I would trot down this road sniffing
on one side and then the other
peeing a little here and there
wherever I felt the urge
having a good time what the hell
saving some because it's a long road

but since I'm not a dog
I walk straight down the road
trying to get home before dark

if I were a dog and I had a master
who beat me I would run away
and go hungry and sniff around
until I found a master who loved me
I could tell by his smell and I
would lick his face so he knew

or maybe it would be a woman
I would protect her we could go
everywhere together even down this
dark road and I wouldn't run from side
to side sniffing I would always
be protecting her and I would stop
to pee only once in awhile

sometimes in the afternoon we could
go to the park and she would throw
a stick I would bring it back to her

each time I put the stick at her feet
I would say this is my heart
and she would say I will make it fly
but you must bring it back to me
I would always bring it back to her
and to no other if I were a dog

"If I Were a Dog" by Richard Shelton, from The Last Person to Hear Your Voice. © University of Pittsburgh Press, 2007. Reprinted with permission. (buy now)

It's the birthday of the essayist and children's writer E.B. White (books by this author), born Elwin Brooks White in Mount Vernon, New York (1899). After college, he had a few gigs as a journalist, taking time in between to travel across the country with a friend in a Model T and to work on a cruise ship in Alaska. Then he moved back to New York, and he picked up The New Yorker the year it came out, liked it, and sent in some pieces. He was a regular contributor and a couple of years later became a staff member. He even married Katharine Angell, an editor at the magazine.

They moved to a farmhouse in rural Maine. White kept writing for The New Yorker, but he also wrote about his experience with rural life.
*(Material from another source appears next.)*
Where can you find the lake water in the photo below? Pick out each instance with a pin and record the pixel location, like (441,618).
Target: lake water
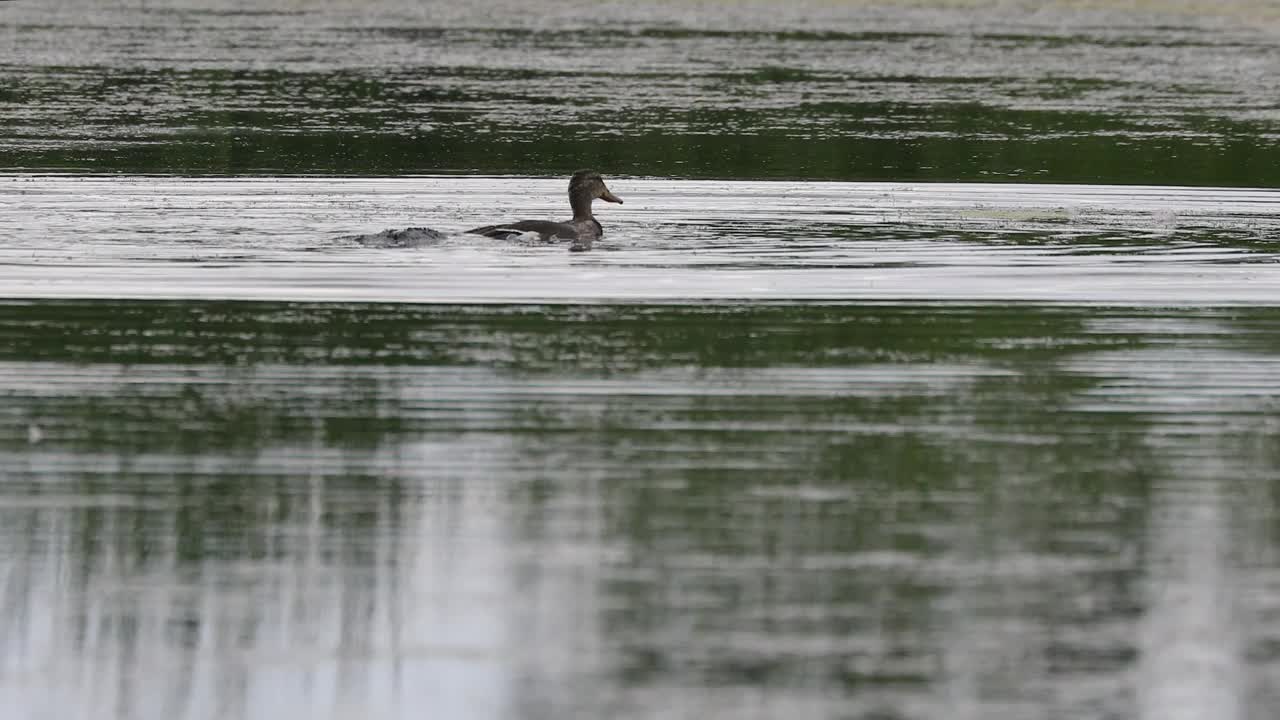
(928,369)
He especially liked to write about the animals he kept on his farm.

E.B. White had 18 nephews and nieces, and they were always asking him to tell stories. He wasn't very good at thinking up stories on the spot, so he started writing a children's book so that he would always have a story on hand. He had gotten the idea years before — as he remembered it, "I took a train to Virginia, got out, walked up and down in the Shenandoah Valley in the beautiful springtime, then returned to New York by rail. While asleep in an upper berth, I dreamed of a small character who had the features of a mouse, was nicely dressed, courageous, and questing. When I woke up, being a journalist and thankful for small favors, I made a few notes about this mouse-child — the only fictional figure ever to have honored and disturbed my sleep." So he slowly collected more and more stories about the mouse-child, and after about 15 years he had a real manuscript, and his wife suggested that he send it to a publisher. He did, and that book was Stuart Little (1945), which begins: "When Mrs. Frederick C. Little's second son arrived, everybody noticed that he was not much bigger than a mouse."

After a young pig he was raising got sick and he failed to save its life, he wrote one of his most famous essays, "Death of a Pig." Then he wrote a children's novel in which the pig doesn't have to die: Charlotte's Web (1952). It's the story of a runt pig named Wilbur who is saved the first time by a little girl and the second time by a wise spider, and it was inspired by White's observations of the animals on his farm, including the spiders. It is one of the best-selling children's books of all time.

E.B. White said: "I arise in the morning torn between a desire to improve the world and a desire to enjoy the world. This makes it hard to plan the day."

It's the birthday of the literary critic Harold Bloom (books by this author), born in New York City (1930). His parents were Jewish immigrants, and his first language was Yiddish, but he fell in love with English poetry and read it before he had ever heard English spoken aloud. He started reading Walt Whitman and Hart Crane when he was eight years old. He went on to become one of the most influential literary critics in the country. He is one of the last critics who argues that great literature is a product of genius, and that we shouldn't read to understand history or politics or culture, but to understand the human condition.

Harold Bloom, who said: "In the finest critics one hears the full cry of the human. They tell one why it matters to read."

It's the birthday of the artist best known for a painting of his mother: James Abbott McNeill Whistler, born in Lowell, Massachusetts (1834). His most famous painting was titled Arrangement in Grey and Black No. 1 (1871), but it's more commonly known as "Whistler's Mother." It's a portrait of Anna Matilda McNeill Whistler in a black dress, seated in profile against a gray wall. When Whistler's scheduled model didn't show up for a sitting, he decided to paint his mother instead.